CIS Benchmark Compliance

Reply to CIS Benchmark Compliance on Fri, 02 Jan 2026 22:24:21 GMT

necrevistonnezr — Fri, 02 Jan 2026 22:24:21 GMT

@charlesnw said in CIS Benchmark Compliance:

Do you use hardened Docker base images?

See the discussion here: https://forum.cloudron.io/topic/14762/docker-hardened-images In short: No, for good reasons (maintenance and standards)

Reply to CIS Benchmark Compliance on Wed, 31 Dec 2025 13:08:09 GMT

charlesnw — Wed, 31 Dec 2025 13:08:09 GMT

As I have said, I'm deploying a FLO stack (with Cloudron at the core) into a startup that I'm building (as CIO/CTO). We have to be CMMC compliant. Making sure Cloudron works on a 100% compliant base system is the first milestone. While you may not consider them issues, they do need to be addressed to be compliant. That's "my problem". If a fully compliant base system causes an issue in Cloudron , that's "our problem".

While you, and many Cloudron users may not care about CMMC/HIPPA/SOC/PCI compliance, I (and my board) do.
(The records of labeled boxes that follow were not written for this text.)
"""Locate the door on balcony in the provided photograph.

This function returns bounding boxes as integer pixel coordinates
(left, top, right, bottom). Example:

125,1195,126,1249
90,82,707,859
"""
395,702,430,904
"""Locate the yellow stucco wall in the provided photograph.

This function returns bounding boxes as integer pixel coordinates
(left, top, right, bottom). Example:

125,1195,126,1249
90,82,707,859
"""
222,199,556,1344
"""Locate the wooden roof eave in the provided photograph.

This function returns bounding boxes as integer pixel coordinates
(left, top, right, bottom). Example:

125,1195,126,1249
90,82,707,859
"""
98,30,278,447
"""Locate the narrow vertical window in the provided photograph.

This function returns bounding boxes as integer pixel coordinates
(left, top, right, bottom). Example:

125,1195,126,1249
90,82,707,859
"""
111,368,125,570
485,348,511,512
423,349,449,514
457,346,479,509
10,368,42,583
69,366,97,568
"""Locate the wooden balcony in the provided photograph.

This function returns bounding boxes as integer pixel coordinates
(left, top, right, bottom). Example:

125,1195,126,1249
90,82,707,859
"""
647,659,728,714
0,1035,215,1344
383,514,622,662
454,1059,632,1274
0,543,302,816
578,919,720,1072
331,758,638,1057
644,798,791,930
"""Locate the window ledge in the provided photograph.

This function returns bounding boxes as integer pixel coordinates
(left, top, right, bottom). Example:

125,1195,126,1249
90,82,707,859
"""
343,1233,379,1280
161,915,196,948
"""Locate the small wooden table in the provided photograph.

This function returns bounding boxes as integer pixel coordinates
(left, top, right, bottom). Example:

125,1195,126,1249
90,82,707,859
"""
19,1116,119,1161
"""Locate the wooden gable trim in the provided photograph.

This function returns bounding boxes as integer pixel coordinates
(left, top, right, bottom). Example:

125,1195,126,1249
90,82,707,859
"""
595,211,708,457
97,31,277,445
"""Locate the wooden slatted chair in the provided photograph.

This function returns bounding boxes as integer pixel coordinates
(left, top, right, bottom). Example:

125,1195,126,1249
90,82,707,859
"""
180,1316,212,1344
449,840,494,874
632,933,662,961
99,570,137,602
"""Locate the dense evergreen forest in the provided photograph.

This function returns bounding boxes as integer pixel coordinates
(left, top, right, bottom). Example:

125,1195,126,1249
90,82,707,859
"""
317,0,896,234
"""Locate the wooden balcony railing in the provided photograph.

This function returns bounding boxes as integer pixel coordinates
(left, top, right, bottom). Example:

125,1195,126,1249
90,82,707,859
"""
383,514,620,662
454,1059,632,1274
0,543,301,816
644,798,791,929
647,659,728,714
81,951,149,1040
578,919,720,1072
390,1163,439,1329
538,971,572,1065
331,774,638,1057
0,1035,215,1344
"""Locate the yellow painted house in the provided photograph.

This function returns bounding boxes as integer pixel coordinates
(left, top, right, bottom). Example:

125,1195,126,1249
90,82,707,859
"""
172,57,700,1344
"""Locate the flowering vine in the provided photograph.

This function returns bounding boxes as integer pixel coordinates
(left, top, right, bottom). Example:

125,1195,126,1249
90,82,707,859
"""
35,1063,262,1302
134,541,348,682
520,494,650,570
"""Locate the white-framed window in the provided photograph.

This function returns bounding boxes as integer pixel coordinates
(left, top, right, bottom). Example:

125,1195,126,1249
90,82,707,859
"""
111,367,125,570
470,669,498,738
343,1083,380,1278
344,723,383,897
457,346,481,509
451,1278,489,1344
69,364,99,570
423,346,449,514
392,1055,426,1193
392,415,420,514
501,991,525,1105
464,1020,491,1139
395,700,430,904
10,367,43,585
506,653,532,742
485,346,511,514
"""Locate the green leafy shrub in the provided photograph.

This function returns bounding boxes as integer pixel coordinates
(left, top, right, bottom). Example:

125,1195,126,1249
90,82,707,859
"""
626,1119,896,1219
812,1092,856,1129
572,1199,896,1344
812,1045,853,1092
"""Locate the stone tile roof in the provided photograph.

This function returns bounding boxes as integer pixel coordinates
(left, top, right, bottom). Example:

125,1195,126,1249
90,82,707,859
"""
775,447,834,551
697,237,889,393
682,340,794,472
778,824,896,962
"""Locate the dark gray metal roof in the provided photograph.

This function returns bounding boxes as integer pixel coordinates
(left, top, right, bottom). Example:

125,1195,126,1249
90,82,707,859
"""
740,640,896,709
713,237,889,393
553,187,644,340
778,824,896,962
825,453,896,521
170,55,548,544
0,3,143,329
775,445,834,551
I'm also building a small side business which will sell Cloudron as a service (pre setup/configured, all applications have admin password changed, admin passwords stored in Bitwarden) (the new Bitwarden SSO makes that possible without bootstrapping issues) and it will have CMMC/SOC/PCI/HIPPA compliance (at the higher tier).

Reply to CIS Benchmark Compliance on Wed, 31 Dec 2025 13:03:57 GMT

charlesnw — Wed, 31 Dec 2025 13:03:57 GMT

As I mentioned, I'll be applying Ansible playbooks to bring the base system to 100% compliance.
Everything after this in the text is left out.